17.6.21

Eğitimde #metoo

Erkek bir lise hocasının, dersin ortasında erkek bir öğrencinin kucağına oturması ve güle oynaya, yan sırada oturan başka bir öğrencinin ödevini kontrol etmesi tacize mi girer, yoksa komik bir olaydan mı ibarettir?

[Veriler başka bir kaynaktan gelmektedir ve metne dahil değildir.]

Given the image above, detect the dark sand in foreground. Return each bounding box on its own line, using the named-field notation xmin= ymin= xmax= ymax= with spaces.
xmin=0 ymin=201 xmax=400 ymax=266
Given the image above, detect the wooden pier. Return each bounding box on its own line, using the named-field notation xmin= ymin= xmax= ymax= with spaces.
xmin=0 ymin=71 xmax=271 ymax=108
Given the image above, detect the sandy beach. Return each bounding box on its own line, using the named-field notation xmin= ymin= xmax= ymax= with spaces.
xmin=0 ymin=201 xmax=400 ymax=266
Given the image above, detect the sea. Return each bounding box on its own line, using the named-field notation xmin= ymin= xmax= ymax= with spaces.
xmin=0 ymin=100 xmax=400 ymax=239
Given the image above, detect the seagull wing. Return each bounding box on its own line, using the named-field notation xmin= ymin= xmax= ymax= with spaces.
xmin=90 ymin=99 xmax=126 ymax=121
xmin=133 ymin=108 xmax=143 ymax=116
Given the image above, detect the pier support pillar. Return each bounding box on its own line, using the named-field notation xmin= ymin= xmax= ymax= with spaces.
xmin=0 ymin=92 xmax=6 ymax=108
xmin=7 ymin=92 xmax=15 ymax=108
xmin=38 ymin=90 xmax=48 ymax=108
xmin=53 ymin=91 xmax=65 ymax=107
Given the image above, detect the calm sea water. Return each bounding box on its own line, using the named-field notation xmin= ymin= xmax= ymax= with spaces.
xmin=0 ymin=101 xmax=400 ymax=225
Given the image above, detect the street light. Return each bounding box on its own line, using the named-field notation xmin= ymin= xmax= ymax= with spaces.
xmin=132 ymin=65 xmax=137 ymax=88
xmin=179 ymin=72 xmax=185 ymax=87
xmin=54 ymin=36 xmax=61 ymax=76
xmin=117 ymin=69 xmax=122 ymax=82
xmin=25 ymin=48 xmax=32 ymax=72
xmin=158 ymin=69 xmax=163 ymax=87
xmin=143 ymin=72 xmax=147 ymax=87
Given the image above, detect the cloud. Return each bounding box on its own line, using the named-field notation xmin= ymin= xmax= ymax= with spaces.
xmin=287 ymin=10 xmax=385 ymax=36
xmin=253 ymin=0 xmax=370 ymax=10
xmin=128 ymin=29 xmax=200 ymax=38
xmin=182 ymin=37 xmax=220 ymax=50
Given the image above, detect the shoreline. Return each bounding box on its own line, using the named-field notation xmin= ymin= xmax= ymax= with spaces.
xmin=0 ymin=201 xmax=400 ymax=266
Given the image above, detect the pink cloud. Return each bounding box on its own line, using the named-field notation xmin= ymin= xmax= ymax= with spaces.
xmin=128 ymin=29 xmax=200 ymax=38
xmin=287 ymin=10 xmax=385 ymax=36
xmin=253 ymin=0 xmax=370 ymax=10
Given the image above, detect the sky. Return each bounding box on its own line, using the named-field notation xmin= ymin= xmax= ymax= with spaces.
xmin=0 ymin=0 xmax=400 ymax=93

Taciz/tecavüz/zorbalık olaylarının sistematik hale geldiği yerlerden biri de eğitim kurumları, dünyada olduğu gibi Türkiye’de de. Öğretmen-öğrenci ve büyük sınıf-küçük sınıf arasındaki asimetrik güç dengeleri sayesinde ortaya çıkan, kurumların “saygınlık”larına halel getirmemek için görmezden geldiği, inkar ettiği, gerektiğinde faili koruyup mağduru cezalandırdığı bir düzen bu. Yıllar sonra olaylar ortaya çıktığında, bir anda bu kurumların “bekçi”leri, “gelenek”lerin korunması için infial halinde ayağa fırlıyor. Savunmalar hep aynı: çok değerli bir hocamızdı/abimizdi, yapmaz; bana yapmadı; ben görmedim; neden şimdi anlatılıyor, o zaman anlatılsaydı; itibar suikastı yapılıyor; bunun altında başka amaçlar var.

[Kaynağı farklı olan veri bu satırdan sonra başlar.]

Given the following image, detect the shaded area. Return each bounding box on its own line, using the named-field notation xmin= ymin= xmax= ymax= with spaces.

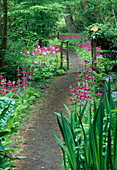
xmin=14 ymin=48 xmax=81 ymax=170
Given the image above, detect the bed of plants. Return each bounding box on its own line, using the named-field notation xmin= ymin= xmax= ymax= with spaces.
xmin=0 ymin=34 xmax=116 ymax=168
xmin=52 ymin=34 xmax=117 ymax=170
xmin=52 ymin=73 xmax=117 ymax=170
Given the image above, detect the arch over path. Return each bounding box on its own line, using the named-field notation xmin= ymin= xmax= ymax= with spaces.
xmin=14 ymin=48 xmax=82 ymax=170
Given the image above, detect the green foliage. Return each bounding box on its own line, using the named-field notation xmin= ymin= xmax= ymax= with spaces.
xmin=52 ymin=77 xmax=117 ymax=170
xmin=8 ymin=1 xmax=62 ymax=40
xmin=87 ymin=22 xmax=117 ymax=50
xmin=0 ymin=97 xmax=16 ymax=169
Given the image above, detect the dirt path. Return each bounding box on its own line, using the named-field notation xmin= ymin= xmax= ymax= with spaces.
xmin=14 ymin=48 xmax=81 ymax=170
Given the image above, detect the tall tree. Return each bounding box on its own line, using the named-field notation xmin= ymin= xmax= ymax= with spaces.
xmin=64 ymin=0 xmax=76 ymax=33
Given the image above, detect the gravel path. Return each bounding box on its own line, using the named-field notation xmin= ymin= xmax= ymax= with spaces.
xmin=13 ymin=48 xmax=82 ymax=170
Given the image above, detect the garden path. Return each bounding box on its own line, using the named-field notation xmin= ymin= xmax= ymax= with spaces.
xmin=13 ymin=50 xmax=82 ymax=170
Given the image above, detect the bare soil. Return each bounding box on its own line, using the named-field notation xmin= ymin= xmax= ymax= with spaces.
xmin=13 ymin=51 xmax=82 ymax=170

Oysa “gelenek”in bir parçası olan bu asimetrik güç ilişkisi ve taciz sistematiği afişe edilmedikçe kendini sürdürüyor; yeni gelenler gerçekten de “burasının kuralları böyleymiş” diyerek başlarına gelenleri normalleştiriyor, sorgulamayı bile akıl edemez hale geliyor. Bireysel tanıklıklardan yola çıkarak yapıları sorgulamak, yeni kuşakların öğretim programından sağ salim çıkmalarını sağlayabilmek için şart.

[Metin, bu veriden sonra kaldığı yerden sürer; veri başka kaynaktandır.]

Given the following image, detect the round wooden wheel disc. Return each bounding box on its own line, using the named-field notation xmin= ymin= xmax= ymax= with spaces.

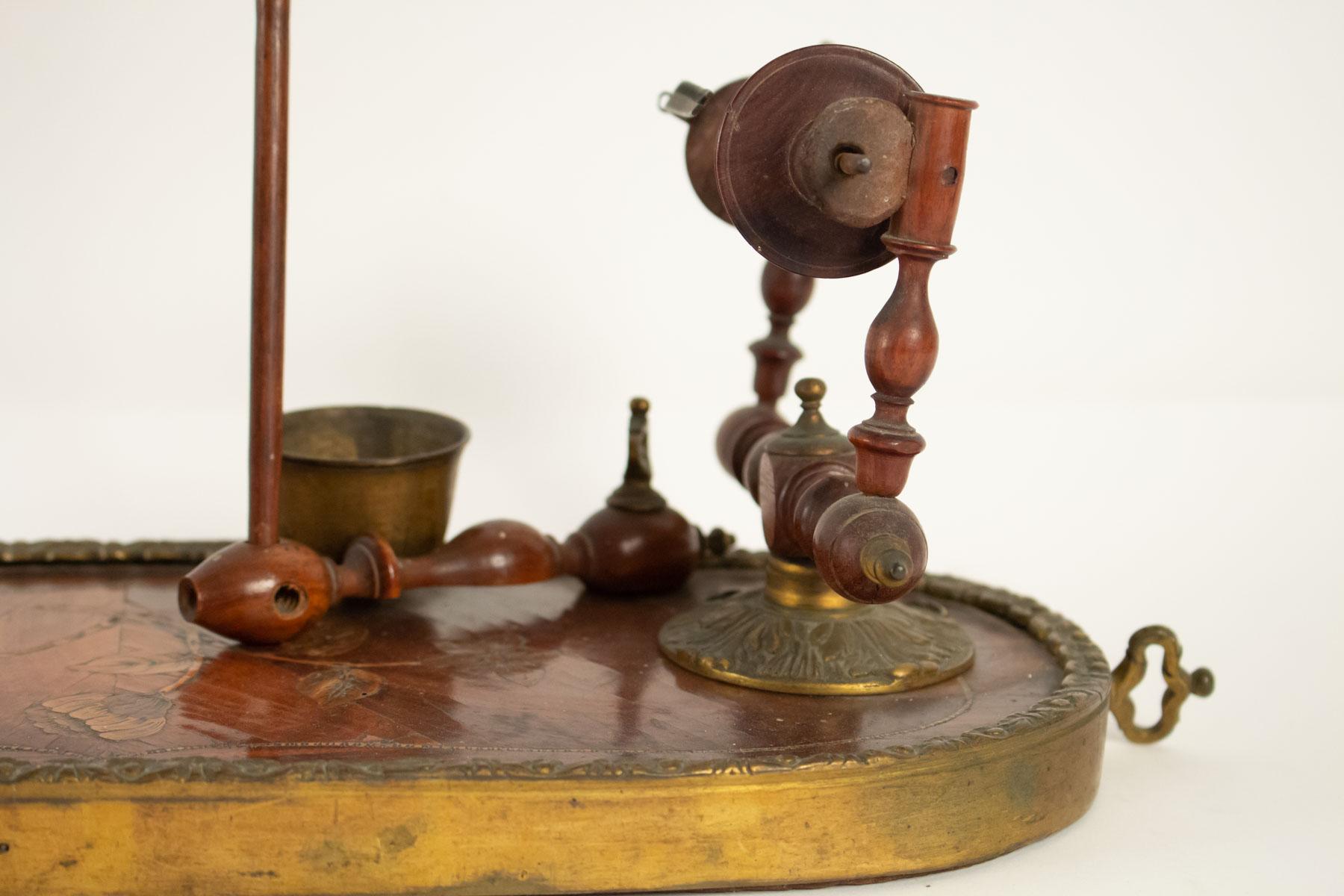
xmin=718 ymin=44 xmax=919 ymax=277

Kendimden ve Robert Kolej’den örnek vereyim, çok daha vahim örneklerin olduğunu unutmayarak. Başta sözünü ettiğim olay benim başıma geldi. O zamanlar bunu bir bağlama oturtacak, anlamlandıracak kavramlara, sözcüklere sahip değildik herhalde; bunun “taciz” olduğu aklıma bile gelmemiştir. Güldük eğlendik, ben adama "Hocam kalksanız, heyecanlanmaya başlıyorum," dedim, o biraz daha oturdu, sonra da hiçbir şey olmamış gibi kalktı, derse devam ettik. Durumu okul yönetimine bildirmeyi düşünemedim ama bu da şimdi bakınca şaşırtıcı gelmiyor: Başka bir erkek hocanın yine erkek öğrencilerin kulak memelerini uluorta okşadığı, pazusunu ya da kalçasını ellediği ve dahasını yaptığı, bunun da hiçbir yaptırımının olmadığı bir ortamdı. Bende bir ruh ezikliği yaratmadı bu olay; yıllar boyu içimde taşıdığım bir öfke halini almadı ama herkes benim kadar vurdumduymaz olmak zorunda değil. Bugün benim çocuğuma bir hocasının böyle bir şey yapması durumunda herkesin üzüleceği sonuçlar olacağına eminim. Bir hocanın bu cürete sahip olabilmesini sağlayan koşulların değişmesi gerektiğinden de eminim.

Galatasaray, Kabataş, Robert Kolej gibi köklü eğitim kurumlarımızda bu konuda mağdurların söz almaya başladığını, hem öğrencilerin hem de okul yönetimlerinin on yıllarca üstünü kapadığı sistematiğin bireysel örneklerinin ortaya dökülmeye başladığını görüyorum. Bu tartışmanın tek tek okulların mezunlarına ait kapalı platformlarda değil, kamuoyu önünde yapılmasının yararına inanıyorum. Özeleştirisini yapamayan hiçbir kişi ya da kurum, “saygın” olarak anılmayı ve çocuklarımıza “eğitim” vermeyi hak etmiyor.

22.2.21

Kurumsal din nasıl finanse edilmeli

Dinsel hizmetler, pek çok ülkenin nüfusunun büyük kısmı için büyük öneme ve değere sahip. Ama yine pek çok ülkenin nüfusunun bir kısmının hiç kullanmadığı bir hizmet. Kullananlar da farklı dinlerin ve mezheplerin üyesi, yani pek çok ülkede din önemliyse de herkesin üyesi olduğu tek bir din yok. Bu bilgiler ışığında, bir ülkede kurumsal din nasıl finanse edilmeli?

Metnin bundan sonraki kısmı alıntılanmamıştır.